The federal government has provided tens of millions of dollars to a local weapons manufacturer selling arms to Saudi Arabia while failing to ensure weapons exports are not used in the Yemeni civil war. The ABC reported on Wednesday that defence minister Christopher Pyne provided $36 million in government assistance to Electro Optics Systems, a weapons systems manufacturer that has signed a contract to deliver 500 mobile weapons mounting platforms to the Saudi ministry of the interior. The US House of Representatives voted last week to end American military assistance to Saudi Arabia, based on documented human rights abuses by Saudi and United Arab Emirates forces. Australian defence department official Tom Hamilton told Senate estimates on Wednesday that “our assessment process is followed for each and every permit and that includes an assessment of the overriding risk that they’ll be used in human rights abuses”. Greens leader Richard Di Natale replied: “Doesn’t help the four-year-old kid who had their leg blown off.”
Former race discrimination commissioner Tim Soutphommasane will use a major speech today to accuse the federal government of “seeking to incite hysteria about asylum seekers and border security”. Delivering the John Curtin lecture at Curtin University in Perth later today, Soutphommasane will warn that “we must prepare ourselves for a potential race election”, involving “more naked and blatant appeals to racism and division”. Soutphommasane will hit out at media outlets “seeking to monetise hatred … feeding off the resentments of those in the majority who feel they are losing their position of power and privilege”. Soutphommasane clashed with the government during his tenure as race discrimination commissioner over failed attempts to abolish section 18C of the Racial Discrimination Act.
Outgoing industrial relations minister Kelly O’Dwyer has warned of the polarising effects of social media and “tribal echo chambers” on public debate.
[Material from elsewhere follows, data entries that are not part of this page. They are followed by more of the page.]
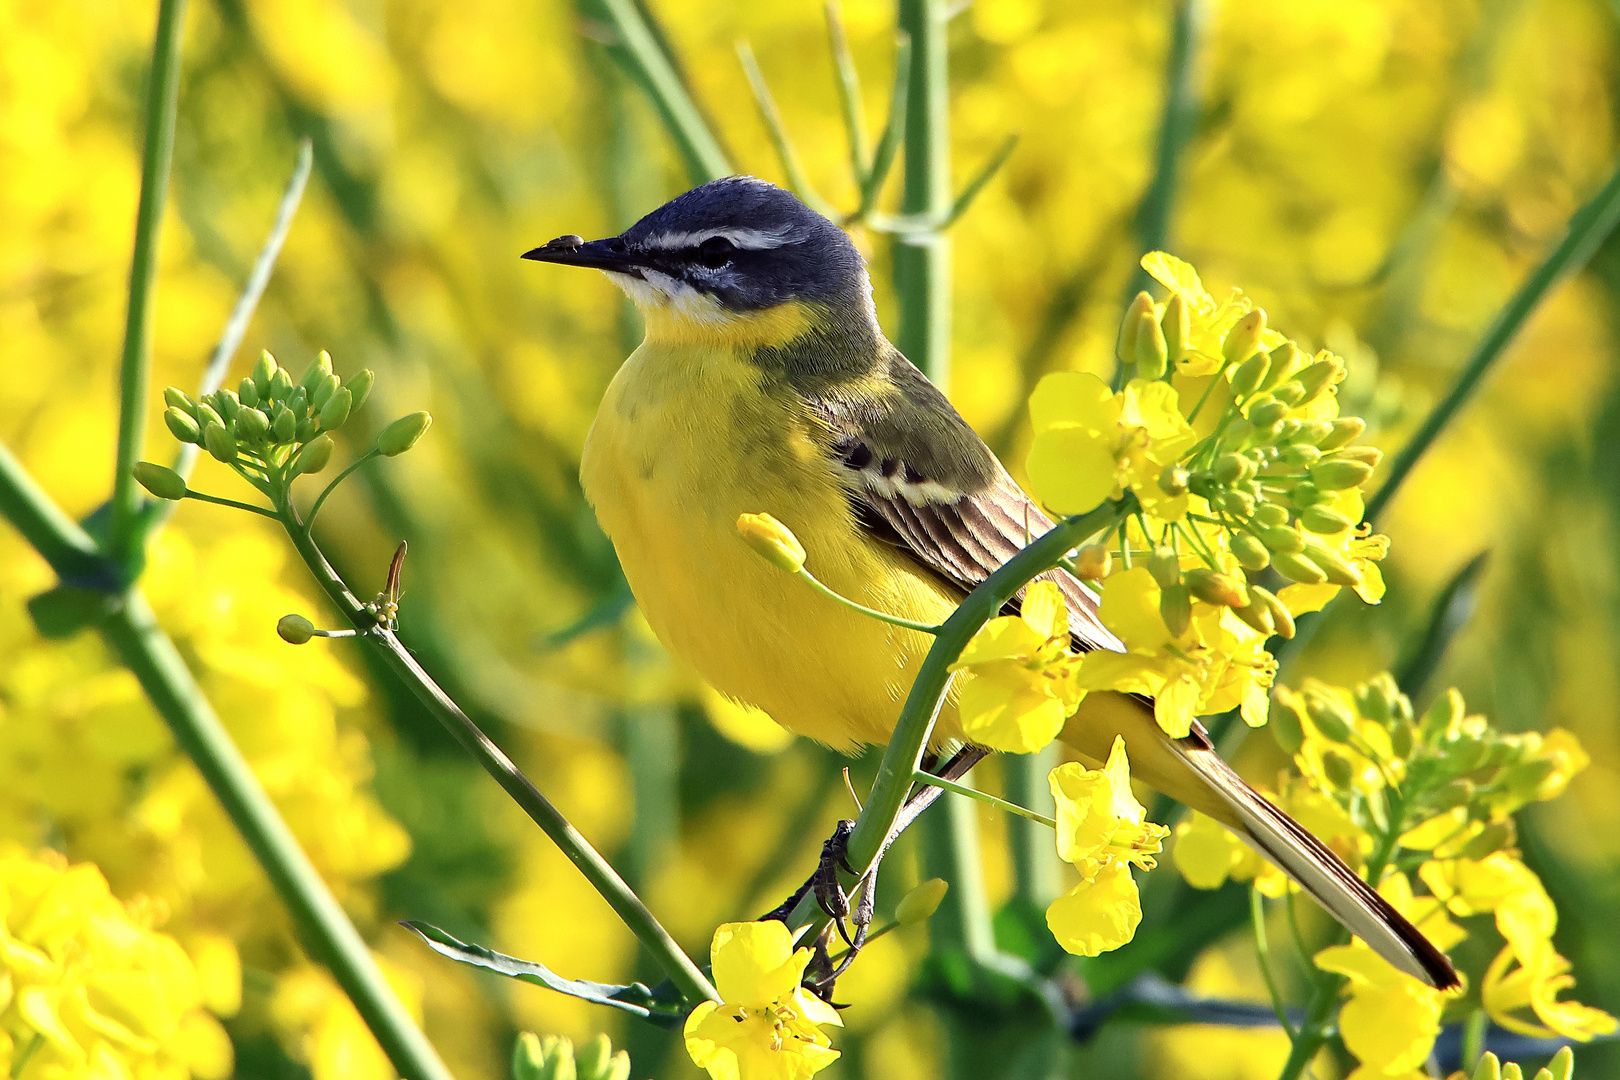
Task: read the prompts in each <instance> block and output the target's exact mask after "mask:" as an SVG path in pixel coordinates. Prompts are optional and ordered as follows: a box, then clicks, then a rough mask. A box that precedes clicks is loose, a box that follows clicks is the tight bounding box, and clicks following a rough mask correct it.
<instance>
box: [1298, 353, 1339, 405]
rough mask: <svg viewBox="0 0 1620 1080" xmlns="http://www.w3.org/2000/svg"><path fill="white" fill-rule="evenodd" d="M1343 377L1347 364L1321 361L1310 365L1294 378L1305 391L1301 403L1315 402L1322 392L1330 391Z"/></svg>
mask: <svg viewBox="0 0 1620 1080" xmlns="http://www.w3.org/2000/svg"><path fill="white" fill-rule="evenodd" d="M1343 377H1345V364H1341V363H1338V361H1336V359H1319V361H1315V363H1314V364H1309V366H1307V368H1306V369H1304V371H1301V372H1299V374H1298V376H1294V382H1298V384H1299V387H1301V389H1302V390H1304V397H1301V398H1299V402H1301V403H1304V402H1314V400H1315V398H1317V397H1319V395H1320V393H1322V390H1325V389H1328V387H1330V385H1333V384H1335V382H1338V381H1340V379H1343Z"/></svg>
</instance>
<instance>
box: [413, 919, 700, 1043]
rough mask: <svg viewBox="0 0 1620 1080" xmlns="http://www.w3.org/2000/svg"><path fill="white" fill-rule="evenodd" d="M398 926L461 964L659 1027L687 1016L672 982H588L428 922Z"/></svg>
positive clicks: (678, 1021) (679, 1021)
mask: <svg viewBox="0 0 1620 1080" xmlns="http://www.w3.org/2000/svg"><path fill="white" fill-rule="evenodd" d="M400 926H405V928H407V929H410V931H415V933H416V934H418V936H420V938H421V939H423V941H426V942H428V947H429V949H433V950H434V952H437V954H441V955H445V957H450V959H452V960H457V962H460V963H470V965H473V967H478V968H484V970H486V972H494V973H496V975H505V976H507V978H515V980H518V981H520V983H533V984H535V986H544V988H546V989H554V991H557V993H559V994H569V996H570V997H578V999H582V1001H590V1002H595V1004H598V1006H608V1007H611V1009H622V1010H624V1012H629V1014H630V1015H633V1017H642V1018H643V1020H648V1022H650V1023H656V1025H659V1027H679V1025H680V1023H682V1022H684V1020H685V1017H687V1010H685V1009H684V1007H682V1004H680V997H679V996H677V994H676V991H674V986H672V984H671V986H669V988H667V991H666V989H664V986H659V988H656V989H654V988H648V986H645V984H642V983H630V984H629V986H620V984H614V983H588V981H585V980H570V978H562V976H561V975H557V973H556V972H552V970H551V968H548V967H546V965H543V963H535V962H533V960H518V959H517V957H509V955H505V954H502V952H494V950H492V949H484V947H483V946H473V944H468V942H465V941H457V939H455V938H452V936H450V934H447V933H444V931H442V929H439V928H437V926H433V925H429V923H418V921H403V923H400Z"/></svg>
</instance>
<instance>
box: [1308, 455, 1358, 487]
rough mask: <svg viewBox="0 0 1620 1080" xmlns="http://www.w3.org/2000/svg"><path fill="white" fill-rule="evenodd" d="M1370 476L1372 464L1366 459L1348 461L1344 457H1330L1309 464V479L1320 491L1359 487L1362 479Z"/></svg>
mask: <svg viewBox="0 0 1620 1080" xmlns="http://www.w3.org/2000/svg"><path fill="white" fill-rule="evenodd" d="M1369 476H1372V466H1371V465H1367V463H1366V461H1348V460H1345V458H1332V460H1327V461H1319V463H1317V465H1314V466H1311V479H1312V481H1314V483H1315V486H1317V487H1320V489H1322V491H1345V489H1346V487H1359V486H1361V484H1362V481H1366V479H1367V478H1369Z"/></svg>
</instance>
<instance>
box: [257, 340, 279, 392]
mask: <svg viewBox="0 0 1620 1080" xmlns="http://www.w3.org/2000/svg"><path fill="white" fill-rule="evenodd" d="M277 371H280V368H279V366H277V364H275V358H274V356H271V355H269V351H264V353H259V359H256V361H254V364H253V376H251V377H253V385H254V389H256V390H258V392H259V400H261V402H269V400H271V381H272V379H275V372H277Z"/></svg>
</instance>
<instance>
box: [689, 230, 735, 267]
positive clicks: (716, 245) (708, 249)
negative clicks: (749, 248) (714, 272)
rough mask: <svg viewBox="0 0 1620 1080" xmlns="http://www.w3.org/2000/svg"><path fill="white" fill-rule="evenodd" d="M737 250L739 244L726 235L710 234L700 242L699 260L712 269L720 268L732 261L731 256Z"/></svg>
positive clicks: (698, 255) (731, 255)
mask: <svg viewBox="0 0 1620 1080" xmlns="http://www.w3.org/2000/svg"><path fill="white" fill-rule="evenodd" d="M735 251H737V244H734V243H731V241H729V240H726V238H724V236H710V238H708V240H705V241H703V243H700V244H698V262H701V264H703V266H706V267H710V269H719V267H723V266H726V264H727V262H731V256H732V254H734V253H735Z"/></svg>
In her valedictory speech to parliament on Wednesday, O’Dwyer said she had noticed “a failure to listen to alternative ideas and a decline in genuine policy debate and civil discourse” during her time in office. In his valedictory speech on Tuesday, former treasurer Wayne Swan hit out at the “American race-based dog whistle politics” that has permeated Australian public life, pointing to the 2001 Tampa crisis as the moment when “the politics of fear drowned out domestic political issues”.
And British conspiracy theorist David Icke has been banned from entering the country, torpedoing a planned national speaking tour in March. A Holocaust denier and September 11 “truther”, Icke has gathered a following for his pronouncements that the world is controlled by a secretive organisation of alien, shape-shifting lizards, many of whom are apparently Jewish. The government has cancelled the visas of several high-profile figures in recent years, including three US speakers, the whistleblower Chelsea Manning, racist agitator Gavin McInnes and rape apologist Julien Blanc.